A Ordem dos Advogados do Brasil – Seccional Sergipe (OAB/SE) obteve decisão favorável em sede de agravo de instrumento interposto contra decisão que havia indeferido pedido de tutela de urgência. O Tribunal Regional Federal da 5ª Região (TRF5), ao acolher os fundamentos da Seccional, determinou a imediata suspensão das atividades desenvolvidas por um policial militar e pela empresa Life Solutions, as quais consistiam na oferta de serviços de “limpa nome” com ajuizamento de ações judiciais voltadas à exclusão de registros em cadastros de inadimplentes, sem que o responsável fosse regularmente inscrito nos quadros da OAB.

A OAB/SE demonstrou, nos autos, que o requerido promovia a divulgação e a prestação de serviços com conteúdo eminentemente jurídico, a exemplo de orientações jurídicas e ajuizamento de demandas judiciais, incorrendo em prática de propaganda enganosa e violando as disposições do Estatuto da Advocacia (Lei nº 8.906/1994), especialmente no tocante à exclusividade da atuação consultiva, postulatória e de assessoramento jurídico conferida aos advogados.

O acórdão proferido reconheceu a existência de “indícios robustos de exercício ilegal da advocacia”, destacando que as atividades oferecidas pela empresa demandavam capacitação técnica e habilitação profissional própria da advocacia, não podendo ser exercidas por leigos ou por pessoa jurídica sem inscrição na Ordem. O parecer do Ministério Público Federal, que instruiu o feito, corroborou tais elementos, afirmando que os conteúdos veiculados nas redes sociais da Life Solutions deixavam claro o oferecimento indevido de serviços jurídicos, inclusive com menção expressa a ações judiciais e custas processuais.

Atuação institucional da OAB/SE

A medida liminar representa relevante avanço no combate ao exercício ilegal da advocacia e reforça o papel institucional da OAB/SE na defesa da legalidade, das prerrogativas profissionais e da proteção da sociedade frente à atuação de agentes não habilitados.

O presidente da OAB/SE, Danniel Alves Costa, destacou:

“A advocacia deve ser exercida por profissionais legalmente habilitados, comprometidos com os princípios éticos e técnicos da profissão. A atuação de indivíduos que, sem inscrição na OAB, oferecem serviços jurídicos à população configura grave ameaça à ordem jurídica e à segurança do jurisdicionado. Permaneceremos vigilantes no enfrentamento dessas práticas irregulares.”

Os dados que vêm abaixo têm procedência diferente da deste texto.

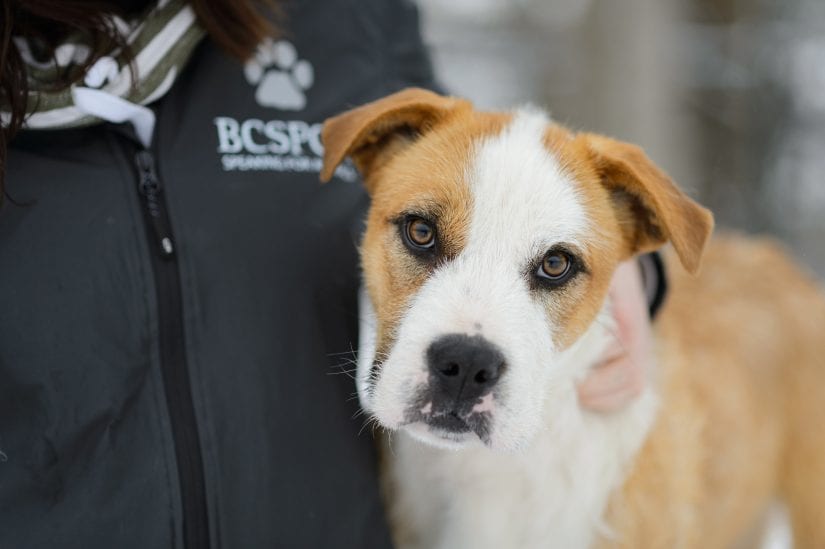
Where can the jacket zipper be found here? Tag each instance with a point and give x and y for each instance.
(176, 381)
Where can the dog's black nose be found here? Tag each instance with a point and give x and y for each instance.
(463, 367)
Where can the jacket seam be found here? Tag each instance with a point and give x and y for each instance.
(160, 411)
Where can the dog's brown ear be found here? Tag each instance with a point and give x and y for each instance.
(366, 131)
(651, 208)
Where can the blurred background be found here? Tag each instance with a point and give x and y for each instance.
(728, 96)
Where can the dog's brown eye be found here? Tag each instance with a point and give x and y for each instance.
(555, 265)
(420, 234)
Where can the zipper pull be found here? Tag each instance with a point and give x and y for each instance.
(150, 189)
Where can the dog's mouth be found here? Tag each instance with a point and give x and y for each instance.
(449, 424)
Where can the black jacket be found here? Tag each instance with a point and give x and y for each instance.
(152, 391)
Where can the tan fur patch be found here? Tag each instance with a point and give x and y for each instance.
(427, 177)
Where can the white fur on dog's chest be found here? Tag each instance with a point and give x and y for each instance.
(554, 494)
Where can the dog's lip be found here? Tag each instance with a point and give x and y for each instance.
(450, 422)
(427, 432)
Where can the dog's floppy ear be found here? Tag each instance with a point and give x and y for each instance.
(365, 131)
(651, 209)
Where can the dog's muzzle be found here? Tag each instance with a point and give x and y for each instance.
(463, 371)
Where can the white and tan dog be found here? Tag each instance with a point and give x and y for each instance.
(490, 245)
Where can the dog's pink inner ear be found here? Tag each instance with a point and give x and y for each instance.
(650, 207)
(366, 132)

A liminar foi obtida por meio da atuação da Procuradoria-Geral da OAB/SE, conduzida pelo diretor jurídico Leonardo Oliveira, em conjunto com a Coordenadoria de Fiscalização, sob responsabilidade do advogado Vitor Medeiros. A instrução do agravo incluiu farta documentação comprobatória, incluindo links, capturas de tela e material audiovisual, que evidenciaram a natureza jurídica das atividades realizadas pela empresa.

Determinações judiciais

O TRF5 determinou, liminarmente:

  • a suspensão imediata das atividades desenvolvidas pelo agravado e pela empresa Life Solutions;
  • a proibição de veiculação de qualquer material publicitário, em meio físico ou digital, relacionado aos serviços ofertados;
  • a fixação de multa diária no valor de R$ 1.000,00 em caso de descumprimento da ordem judicial.

A medida vigorará até o julgamento final da ação principal, permanecendo sujeita a reavaliação conforme o desenvolvimento da lide.